Hannah Gadsby se ha reído y ha hecho que los demás se rían de sus anécdotas de lesbiana durante diez años. Es una comediante muy exitosa, pero un día hace un show al que titula “Nanette” y declara que será el último de su carrera.
Lo hace frente a un auditorio de miles de personas, expone sus razones para parar, confiesa su dolor, el daño que le hicieron, incluso gente de su familia. Explica que hacer humor a partir de sus heridas no le ha servido para sanar. En el público está su madre, probablemente a punto de desmayarse. La escucha desafiar al mundo, meterse con todos, declarar que no volverá a contribuir con un chiste más a las toneladas de humillaciones que ha recibido como homosexual. El show de Netflix se hace viral, todo el que lo ve cae derribado por su lucidez. El mundo es un poco menos malo después de “Nanette”, tal vez si todos tuviéramos un poco de la coherencia de Hannah Gadsby, algo en la parte buena del alma nos resucitaría.

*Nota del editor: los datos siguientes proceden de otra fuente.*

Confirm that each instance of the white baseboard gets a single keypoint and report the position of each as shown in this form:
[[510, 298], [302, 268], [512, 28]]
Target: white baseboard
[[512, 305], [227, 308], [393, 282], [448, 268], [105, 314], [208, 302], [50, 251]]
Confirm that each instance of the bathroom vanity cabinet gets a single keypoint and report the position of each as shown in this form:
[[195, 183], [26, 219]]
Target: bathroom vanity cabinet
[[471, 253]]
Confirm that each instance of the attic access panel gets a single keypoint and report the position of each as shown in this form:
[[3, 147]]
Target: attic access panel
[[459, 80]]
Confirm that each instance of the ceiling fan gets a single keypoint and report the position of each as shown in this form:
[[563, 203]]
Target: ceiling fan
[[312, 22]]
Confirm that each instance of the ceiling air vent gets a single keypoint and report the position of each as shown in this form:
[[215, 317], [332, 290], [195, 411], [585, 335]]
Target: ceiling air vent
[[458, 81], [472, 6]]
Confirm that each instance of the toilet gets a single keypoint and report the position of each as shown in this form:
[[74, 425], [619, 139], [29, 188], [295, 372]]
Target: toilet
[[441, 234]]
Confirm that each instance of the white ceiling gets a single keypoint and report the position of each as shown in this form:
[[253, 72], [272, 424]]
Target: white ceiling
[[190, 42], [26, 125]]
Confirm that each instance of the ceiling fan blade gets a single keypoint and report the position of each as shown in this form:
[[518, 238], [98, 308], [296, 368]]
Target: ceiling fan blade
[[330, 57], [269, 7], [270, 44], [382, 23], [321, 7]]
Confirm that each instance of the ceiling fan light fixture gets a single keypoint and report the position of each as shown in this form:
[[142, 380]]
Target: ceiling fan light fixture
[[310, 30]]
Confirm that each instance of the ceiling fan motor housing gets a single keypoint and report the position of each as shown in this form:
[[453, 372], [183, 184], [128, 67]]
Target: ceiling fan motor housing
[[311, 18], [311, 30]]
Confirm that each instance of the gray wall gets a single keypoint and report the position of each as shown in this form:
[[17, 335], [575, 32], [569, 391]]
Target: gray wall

El mundo es un poco menos malo después de “Nanette”, tal vez si todos tuviéramos un poco de la coherencia de Hannah Gadsby, algo en la parte buena del alma nos resucitaría.
Si tuviéramos la capacidad de decir basta, detenernos en la mitad del camino para preguntarnos si hemos tomado la ruta correcta, y virar hacia lo desconocido. Si tuviéramos la valentía de dejar a esa pareja que nos humilla, renunciar a ese trabajo que nos oprime, romper con ese vínculo que nos daña. Si fuéramos capaces, por ejemplo, de quebrar la armonía de un almuerzo familiar y pararnos de la mesa cuando un pariente hace un comentario hiriente contra nuestro género, nuestra raza, nuestra orientación sexual. Si tuviéramos la valentía de poner en riesgo la diversión de una reunión con los amigos para decirle al tipo que nos ofende que no, que no nos da risa ese chiste, que nos hace daño. Si pudiéramos hacer caso omiso de la moda si nos incomoda, lucir un aspecto opuesto al que el mundo impone. Si nos propusiéramos dejar de hacer “lo que se espera de nosotros” si no nos aporta, si nos hace daño, si nos anestesia. Si fuéramos capaces de perder amigos, premios o dinero por ser coherentes. Decir lo incorrecto, ser radicales, empotrar nuestra carrera contra la pared si sospechamos que nos estamos traicionando. Si todos fuéramos tan coherentes, quizá la estupidez, el miedo y la maldad estarían acorraladas. No todos podemos ser Hannah Gadsby. No todos tenemos su brillantez y su coraje. No todos tenemos ahorros para saltar al vacío. Pero podemos elegir un flanco, una pequeña batalla, un espacio de resistencia que nos salve de la mediocridad. Que nos separe del rebaño, que nos inspire. Podemos subirnos al escenario de nuestra vida, alzar la voz, y empezar a mirar de nuevo.